The study he does reference, a six month follow up for patients diagnosed with lifetime chronic illness, doesn't seem convincing. It appears that both the insured and uninsured patients are getting treatment over that short time, so how much of a difference would you expect? More relevant measures include, were uninsured patients less likely to get a timely diagnosis? Timely initiation of treatment? Over the long-term were they less likely to continue treatment, or to limit their treatment due to their inability to afford medical supplies, equipment, medication, or return doctor visits? Is there a difference in their outcome over a period of years, or the duration of their lives? Were Samuelson to think about the issues he would recognize that nothing in the six month study is inconsistent with the previously cited "abnormally high death rates" study. It's quite possible to have similar outcomes over six months and wildly divergent outcomes over a longer time period.

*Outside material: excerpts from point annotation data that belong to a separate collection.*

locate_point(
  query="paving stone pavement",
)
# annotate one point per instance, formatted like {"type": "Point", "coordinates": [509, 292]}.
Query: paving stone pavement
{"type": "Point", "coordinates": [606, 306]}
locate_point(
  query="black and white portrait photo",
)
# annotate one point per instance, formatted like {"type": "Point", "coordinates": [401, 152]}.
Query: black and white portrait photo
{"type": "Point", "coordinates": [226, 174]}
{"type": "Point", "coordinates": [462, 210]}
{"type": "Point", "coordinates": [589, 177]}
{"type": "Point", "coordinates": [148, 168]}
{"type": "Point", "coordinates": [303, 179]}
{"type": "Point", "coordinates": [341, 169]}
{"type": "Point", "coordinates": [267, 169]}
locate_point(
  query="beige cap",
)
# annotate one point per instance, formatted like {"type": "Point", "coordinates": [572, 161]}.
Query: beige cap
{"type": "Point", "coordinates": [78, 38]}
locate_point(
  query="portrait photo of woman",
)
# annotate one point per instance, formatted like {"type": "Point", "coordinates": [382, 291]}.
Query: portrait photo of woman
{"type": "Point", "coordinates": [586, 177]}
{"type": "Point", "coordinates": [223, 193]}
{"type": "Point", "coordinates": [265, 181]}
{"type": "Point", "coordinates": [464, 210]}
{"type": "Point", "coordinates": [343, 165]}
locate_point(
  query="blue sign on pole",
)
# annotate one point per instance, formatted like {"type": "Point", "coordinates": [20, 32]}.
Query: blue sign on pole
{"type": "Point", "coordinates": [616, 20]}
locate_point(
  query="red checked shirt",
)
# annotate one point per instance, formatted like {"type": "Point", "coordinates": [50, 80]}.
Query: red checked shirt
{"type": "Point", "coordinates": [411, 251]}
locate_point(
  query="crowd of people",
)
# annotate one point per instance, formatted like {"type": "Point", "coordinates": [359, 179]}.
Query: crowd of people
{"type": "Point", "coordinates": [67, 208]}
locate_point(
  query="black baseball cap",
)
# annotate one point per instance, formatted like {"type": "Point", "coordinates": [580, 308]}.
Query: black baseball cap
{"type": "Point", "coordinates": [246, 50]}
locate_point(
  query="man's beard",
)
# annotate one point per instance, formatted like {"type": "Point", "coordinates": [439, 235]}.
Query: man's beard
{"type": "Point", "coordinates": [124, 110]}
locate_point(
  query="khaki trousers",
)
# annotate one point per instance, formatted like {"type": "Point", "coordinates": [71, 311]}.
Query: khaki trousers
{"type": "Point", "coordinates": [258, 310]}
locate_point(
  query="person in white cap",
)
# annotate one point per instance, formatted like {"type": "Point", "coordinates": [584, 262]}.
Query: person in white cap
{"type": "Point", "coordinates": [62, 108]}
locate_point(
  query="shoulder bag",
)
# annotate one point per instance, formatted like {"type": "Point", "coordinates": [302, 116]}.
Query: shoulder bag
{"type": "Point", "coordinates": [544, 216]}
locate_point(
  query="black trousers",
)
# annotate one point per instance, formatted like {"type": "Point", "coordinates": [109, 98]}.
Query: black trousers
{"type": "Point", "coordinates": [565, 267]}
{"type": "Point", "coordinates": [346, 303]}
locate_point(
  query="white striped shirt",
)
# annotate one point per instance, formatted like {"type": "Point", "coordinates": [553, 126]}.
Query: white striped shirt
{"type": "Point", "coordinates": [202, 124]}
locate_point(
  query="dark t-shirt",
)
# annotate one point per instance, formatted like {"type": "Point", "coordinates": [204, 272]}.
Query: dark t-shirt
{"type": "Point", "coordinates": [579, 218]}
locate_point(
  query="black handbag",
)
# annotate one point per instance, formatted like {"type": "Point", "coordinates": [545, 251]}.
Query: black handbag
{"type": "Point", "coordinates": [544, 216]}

Now let's look at Samuelson's actual figures. He claims that there were 46 million uninsured people last year. He claims that most of these people are young and healthy. He claims that (in 2003) the richest 1/5 of the population incurs $4,451 per person, per year in health care costs. He claims that the uninsured presently pay $30 billion per year for their own care and pass on to the rest of us some $56 billion in unpaid bills. He then claims that it will cost another $123 billion per year to provide the uninsured with insurance. That's $209 billion, or $4,543 per person, per year. Now I'll grant that his 2003 figure needs to be increased for inflation, but what Samuelson is telling us is that a disproportionately "young and relatively healthy" population that doesn't need insurance will incur medical costs roughly on par with the wealthy, who are far more likely to be older and to thus have the medical problems associated with age. He's cherry picking his figures, without paying any attention to whether they render his argument internally inconsistent.

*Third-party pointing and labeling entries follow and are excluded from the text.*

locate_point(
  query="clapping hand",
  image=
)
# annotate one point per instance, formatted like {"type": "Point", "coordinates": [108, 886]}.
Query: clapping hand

But beyond the bad numbers and reasoning, the fact is that the problem of the uninsured is a different problem than healthcare inflation. Beyond mouthing that the cost of insurance will be an additional $123 billion, Samuelson provides no evidence or argument that this will result in further inflation of healthcare costs. It doesn't even occur to him that by moving uninsured care out of emergency rooms we might actually reduce unneeded testing and the other high costs of emergency room care.

If we ignore the change of subject, what does Samuelson tell us? The candidates need to focus less on universal coverage and more on "more electronic record-keeping, better case management, fewer dubious tests and procedures, and a fairer sharing of costs between the young and the old". In terms of the first three, what's his excuse for overlooking the fact that Obama explicitly endorses improved technology and electronic record-keeping as part of his healthcare reform proposal? Waste should be addressed, but it's difficult to address medical waste, as the moment you do the political right starts squawking about rationing, or "government bureaucrats telling your doctor what to do." The issue of the division of healthcare costs between the young and old isn't either an issue of cost control or an issue of universal coverage. It's reasonable to assert that wealthy people who can afford to do so should pick up an increased portion of their own medical bills, but it's understandable why that's not being suggested during an election year.

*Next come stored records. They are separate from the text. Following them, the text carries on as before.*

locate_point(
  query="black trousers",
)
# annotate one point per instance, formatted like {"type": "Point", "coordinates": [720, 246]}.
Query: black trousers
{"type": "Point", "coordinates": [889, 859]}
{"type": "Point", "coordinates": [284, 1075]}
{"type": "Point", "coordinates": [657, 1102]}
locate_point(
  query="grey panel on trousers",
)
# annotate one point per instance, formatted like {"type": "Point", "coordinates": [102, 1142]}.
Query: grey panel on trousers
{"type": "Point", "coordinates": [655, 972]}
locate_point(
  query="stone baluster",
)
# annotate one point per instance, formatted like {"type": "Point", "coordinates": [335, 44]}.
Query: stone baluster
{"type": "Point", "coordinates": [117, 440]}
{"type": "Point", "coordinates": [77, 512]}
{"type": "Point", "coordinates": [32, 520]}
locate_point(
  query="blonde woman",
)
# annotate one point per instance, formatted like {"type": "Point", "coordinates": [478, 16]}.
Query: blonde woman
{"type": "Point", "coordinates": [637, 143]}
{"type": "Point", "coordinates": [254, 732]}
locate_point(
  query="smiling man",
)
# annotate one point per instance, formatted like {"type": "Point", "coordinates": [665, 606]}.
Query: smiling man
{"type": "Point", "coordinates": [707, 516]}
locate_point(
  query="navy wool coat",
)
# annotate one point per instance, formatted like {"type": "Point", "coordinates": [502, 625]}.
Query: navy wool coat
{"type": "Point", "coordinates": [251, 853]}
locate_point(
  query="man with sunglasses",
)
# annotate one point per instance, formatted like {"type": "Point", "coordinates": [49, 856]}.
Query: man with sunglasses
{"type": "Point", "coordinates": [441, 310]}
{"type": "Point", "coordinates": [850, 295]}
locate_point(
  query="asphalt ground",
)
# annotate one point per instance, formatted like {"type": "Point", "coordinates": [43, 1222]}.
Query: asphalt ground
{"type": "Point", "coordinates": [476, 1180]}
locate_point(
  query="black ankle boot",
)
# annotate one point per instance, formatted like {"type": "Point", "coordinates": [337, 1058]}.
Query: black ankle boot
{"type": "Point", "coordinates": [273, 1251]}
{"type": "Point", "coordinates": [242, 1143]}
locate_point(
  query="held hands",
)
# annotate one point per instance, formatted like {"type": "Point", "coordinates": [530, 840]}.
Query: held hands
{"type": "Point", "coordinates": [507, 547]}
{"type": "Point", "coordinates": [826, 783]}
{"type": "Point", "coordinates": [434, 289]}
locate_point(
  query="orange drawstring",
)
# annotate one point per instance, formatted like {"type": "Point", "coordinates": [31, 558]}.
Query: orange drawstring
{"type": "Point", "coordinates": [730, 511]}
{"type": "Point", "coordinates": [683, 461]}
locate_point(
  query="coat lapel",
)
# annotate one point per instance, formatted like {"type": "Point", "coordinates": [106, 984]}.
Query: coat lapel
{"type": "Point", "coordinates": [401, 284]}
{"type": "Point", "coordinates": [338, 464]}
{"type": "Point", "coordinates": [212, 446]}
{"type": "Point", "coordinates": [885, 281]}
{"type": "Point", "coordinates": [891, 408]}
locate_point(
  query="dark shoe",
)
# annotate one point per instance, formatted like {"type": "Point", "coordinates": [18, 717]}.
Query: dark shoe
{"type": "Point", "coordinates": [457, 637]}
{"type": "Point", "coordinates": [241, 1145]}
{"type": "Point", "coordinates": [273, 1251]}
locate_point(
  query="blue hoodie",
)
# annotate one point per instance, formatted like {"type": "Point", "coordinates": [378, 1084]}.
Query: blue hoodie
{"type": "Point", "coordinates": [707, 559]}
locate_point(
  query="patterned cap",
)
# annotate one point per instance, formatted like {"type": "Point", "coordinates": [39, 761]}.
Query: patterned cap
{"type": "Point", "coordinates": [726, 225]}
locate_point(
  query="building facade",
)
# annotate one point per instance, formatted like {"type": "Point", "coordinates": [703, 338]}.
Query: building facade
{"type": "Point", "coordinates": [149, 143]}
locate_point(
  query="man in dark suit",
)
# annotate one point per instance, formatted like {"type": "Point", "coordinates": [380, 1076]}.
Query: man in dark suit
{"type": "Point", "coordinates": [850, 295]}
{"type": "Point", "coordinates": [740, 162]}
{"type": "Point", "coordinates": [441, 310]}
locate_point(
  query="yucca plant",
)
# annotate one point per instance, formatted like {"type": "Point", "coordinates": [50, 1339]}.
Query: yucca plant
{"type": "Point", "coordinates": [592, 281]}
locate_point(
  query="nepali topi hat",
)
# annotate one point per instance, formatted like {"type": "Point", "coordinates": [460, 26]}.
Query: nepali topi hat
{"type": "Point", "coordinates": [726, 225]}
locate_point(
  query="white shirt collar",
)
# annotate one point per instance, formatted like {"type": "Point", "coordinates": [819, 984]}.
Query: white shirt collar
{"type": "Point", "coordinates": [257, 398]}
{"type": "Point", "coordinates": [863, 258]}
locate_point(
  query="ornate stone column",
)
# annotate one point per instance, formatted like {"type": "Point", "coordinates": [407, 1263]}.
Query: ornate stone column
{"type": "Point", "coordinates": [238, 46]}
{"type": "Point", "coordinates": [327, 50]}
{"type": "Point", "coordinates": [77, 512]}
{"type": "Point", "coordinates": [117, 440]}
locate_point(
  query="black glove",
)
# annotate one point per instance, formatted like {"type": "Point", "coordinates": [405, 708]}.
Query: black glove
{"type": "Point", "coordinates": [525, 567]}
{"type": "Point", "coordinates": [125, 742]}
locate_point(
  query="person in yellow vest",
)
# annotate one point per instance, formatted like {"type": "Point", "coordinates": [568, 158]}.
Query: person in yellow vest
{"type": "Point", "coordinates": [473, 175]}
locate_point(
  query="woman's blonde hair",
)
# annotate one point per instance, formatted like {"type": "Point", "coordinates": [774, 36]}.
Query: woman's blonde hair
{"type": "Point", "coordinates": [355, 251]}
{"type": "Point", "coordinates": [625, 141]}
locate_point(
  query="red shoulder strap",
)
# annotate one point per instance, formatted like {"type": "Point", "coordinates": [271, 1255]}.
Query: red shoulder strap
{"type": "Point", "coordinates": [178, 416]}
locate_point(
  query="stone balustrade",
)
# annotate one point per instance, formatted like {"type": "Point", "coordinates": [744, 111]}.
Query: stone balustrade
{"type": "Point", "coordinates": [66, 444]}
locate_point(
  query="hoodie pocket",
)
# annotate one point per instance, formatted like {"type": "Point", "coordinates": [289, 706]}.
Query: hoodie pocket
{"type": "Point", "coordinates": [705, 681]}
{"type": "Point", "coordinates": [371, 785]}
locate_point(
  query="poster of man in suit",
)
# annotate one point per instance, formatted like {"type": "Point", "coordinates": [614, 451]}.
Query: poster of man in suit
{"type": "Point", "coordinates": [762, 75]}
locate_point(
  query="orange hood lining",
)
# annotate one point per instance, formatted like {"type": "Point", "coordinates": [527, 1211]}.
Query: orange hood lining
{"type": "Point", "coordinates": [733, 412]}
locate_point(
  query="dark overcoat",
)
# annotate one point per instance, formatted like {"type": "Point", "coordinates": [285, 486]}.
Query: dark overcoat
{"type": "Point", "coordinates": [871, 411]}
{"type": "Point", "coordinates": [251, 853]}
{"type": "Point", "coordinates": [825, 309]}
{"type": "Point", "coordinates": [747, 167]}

For now, let's try to do the following:
  • Stop pretending that universal health insurance coverage is incompatible with taking measures to limit healthcare inflation and waste.

  • Take an honest look at these separate issues - universality, waste, inflation and cost-shifting due to Medicare - set some priorities, and figure out which should be addressed first

Samuelson believes waste, inflation and cost-shifting should be our priorities? No problem. But lay out the actual case, rather than clouding the issue with false dichotomies and dubious financial claims.